Clashing Cymbals for SoundHound Stock
Despite its modest stature, SoundHound AI boasts an impressive clientele, including heavyweights like Netflix (NFLX) and Mastercard (MA). Additionally, Nvidia has also dipped its toes in SoundHound’s waters by acquiring a stake, albeit a slender one, of less than 1% in the firm.
Conversely, SoundHound AI lacks sturdy competitive barriers and faces the looming risk of surrendering market share to tech titans such as Apple (AAPL), Amazon (AMZN), Alphabet (GOOG) (GOOGL), and Microsoft (MSFT), all spearheading their voice recognition software initiatives.
Leveraging historical context, much like other tech growth entities, SoundHound AI operates at a loss. While it witnessed a 73% upsurge in sales to $11.59 million in Q1, its operational losses hit $28.52 million, representing a 13% escalation from the prior-year’s $25.2 million loss.
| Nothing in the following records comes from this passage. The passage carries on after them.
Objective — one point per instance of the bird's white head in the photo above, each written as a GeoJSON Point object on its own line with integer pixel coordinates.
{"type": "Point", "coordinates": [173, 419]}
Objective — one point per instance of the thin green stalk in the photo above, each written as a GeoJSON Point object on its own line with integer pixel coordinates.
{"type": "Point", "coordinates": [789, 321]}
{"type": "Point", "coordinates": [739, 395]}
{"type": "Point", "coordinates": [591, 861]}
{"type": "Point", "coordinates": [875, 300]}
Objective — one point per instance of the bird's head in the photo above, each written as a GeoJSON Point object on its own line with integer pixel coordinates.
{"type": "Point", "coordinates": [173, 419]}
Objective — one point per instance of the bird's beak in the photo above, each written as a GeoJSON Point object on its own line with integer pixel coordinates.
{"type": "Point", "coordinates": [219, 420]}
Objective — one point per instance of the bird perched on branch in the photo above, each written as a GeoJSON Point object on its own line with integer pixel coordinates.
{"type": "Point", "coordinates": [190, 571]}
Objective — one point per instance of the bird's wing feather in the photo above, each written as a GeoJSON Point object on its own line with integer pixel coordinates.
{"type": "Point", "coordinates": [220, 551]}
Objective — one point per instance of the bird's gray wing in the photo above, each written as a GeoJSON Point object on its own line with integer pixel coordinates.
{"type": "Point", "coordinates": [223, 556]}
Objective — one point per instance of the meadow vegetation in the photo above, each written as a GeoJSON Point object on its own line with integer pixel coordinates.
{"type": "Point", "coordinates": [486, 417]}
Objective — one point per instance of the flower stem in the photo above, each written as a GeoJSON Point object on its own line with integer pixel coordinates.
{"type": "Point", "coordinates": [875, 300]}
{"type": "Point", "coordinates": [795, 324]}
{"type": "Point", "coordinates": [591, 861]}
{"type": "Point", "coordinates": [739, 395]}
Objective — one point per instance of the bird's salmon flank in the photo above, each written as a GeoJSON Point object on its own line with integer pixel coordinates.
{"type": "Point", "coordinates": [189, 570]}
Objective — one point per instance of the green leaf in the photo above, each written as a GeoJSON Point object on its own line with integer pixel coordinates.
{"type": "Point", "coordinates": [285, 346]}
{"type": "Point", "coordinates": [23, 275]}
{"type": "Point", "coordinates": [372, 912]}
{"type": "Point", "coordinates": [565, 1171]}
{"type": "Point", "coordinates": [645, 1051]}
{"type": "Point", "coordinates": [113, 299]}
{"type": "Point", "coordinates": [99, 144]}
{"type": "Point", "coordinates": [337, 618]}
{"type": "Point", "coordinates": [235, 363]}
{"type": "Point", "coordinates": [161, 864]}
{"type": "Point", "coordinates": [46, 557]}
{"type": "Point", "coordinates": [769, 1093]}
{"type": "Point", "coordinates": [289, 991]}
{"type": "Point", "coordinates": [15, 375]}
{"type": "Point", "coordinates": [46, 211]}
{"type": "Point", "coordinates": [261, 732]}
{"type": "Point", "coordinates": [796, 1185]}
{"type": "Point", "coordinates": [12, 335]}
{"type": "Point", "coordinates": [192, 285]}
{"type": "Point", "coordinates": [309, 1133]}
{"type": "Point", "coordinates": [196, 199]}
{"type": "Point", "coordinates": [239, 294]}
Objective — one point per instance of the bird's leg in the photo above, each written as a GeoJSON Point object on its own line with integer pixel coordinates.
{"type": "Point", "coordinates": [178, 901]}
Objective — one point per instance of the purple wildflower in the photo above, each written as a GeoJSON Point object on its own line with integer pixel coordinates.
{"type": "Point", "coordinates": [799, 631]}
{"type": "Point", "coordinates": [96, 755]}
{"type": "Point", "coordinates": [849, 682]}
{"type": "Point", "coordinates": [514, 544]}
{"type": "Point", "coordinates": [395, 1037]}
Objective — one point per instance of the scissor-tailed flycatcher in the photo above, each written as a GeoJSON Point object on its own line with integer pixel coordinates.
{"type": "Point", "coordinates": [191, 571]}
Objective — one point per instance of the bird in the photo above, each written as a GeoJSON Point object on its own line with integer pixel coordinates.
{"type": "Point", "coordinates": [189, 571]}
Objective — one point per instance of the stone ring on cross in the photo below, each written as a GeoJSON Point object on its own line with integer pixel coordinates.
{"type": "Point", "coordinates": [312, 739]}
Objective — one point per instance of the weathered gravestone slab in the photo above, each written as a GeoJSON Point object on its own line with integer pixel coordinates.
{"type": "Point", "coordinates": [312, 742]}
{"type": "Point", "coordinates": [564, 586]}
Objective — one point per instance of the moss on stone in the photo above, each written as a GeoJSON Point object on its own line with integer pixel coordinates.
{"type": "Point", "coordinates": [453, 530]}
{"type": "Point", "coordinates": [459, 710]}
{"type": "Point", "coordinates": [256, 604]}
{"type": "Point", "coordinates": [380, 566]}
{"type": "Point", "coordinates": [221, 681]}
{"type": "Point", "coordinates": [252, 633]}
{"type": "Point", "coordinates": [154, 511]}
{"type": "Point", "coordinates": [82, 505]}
Analysts foresee SoundHound AI narrowing its losses per share to $0.22 in 2025, a marked improvement from the $0.40 per share loss in 2023. Should the current cash burn rate persist, SoundHound AI could sustain losses for six more quarters before necessitating additional capital infusion, potentially diluting shareholder value.
Thus, it appears inevitable that SoundHound AI will seek equity capital within the ensuing 12 months. Since going public two years ago with 200 million outstanding shares, this figure has ballooned to nearly 330 million today.
KM Capital Frowns Upon SOUN Stock
KM Capital stands as a lone pessimist amidst a sea of optimism, expressing bearish sentiments towards SOUN stock. According to KM Capital, SoundHound AI’s current valuation stands at an inflated forward price-to-sales multiple of 23x. In fact, KM Capital contends that the stock’s rightful value hovers around $1.20, representing a stark 76% drop from Friday’s closing price.
In an investor communique, KM Capital remarked, “SoundHound paves the way in a promising sector, evident from its robust Q1 earnings and upbeat outlook for 2024 and 2025. Nevertheless, even my exceptionally sanguine discounted cash flow model reveals the stock’s bloated valuation.”
On the flip side, KM Capital cautions that a potential acquisition bid from a tech heavyweight could trigger a brief uptick in share prices.
This disenchanting viewpoint stands in contrast to prevalent sentiment on Wall Street. Among the six analysts monitoring SOUN stock, four advocate a “strong buy” stance, while two opt for “hold,” culminating in a consensus endorsement of a “moderate buy.”
The average target price for SoundHound AI stock stands at $7.17, implying a potential 41.6% rally from current levels.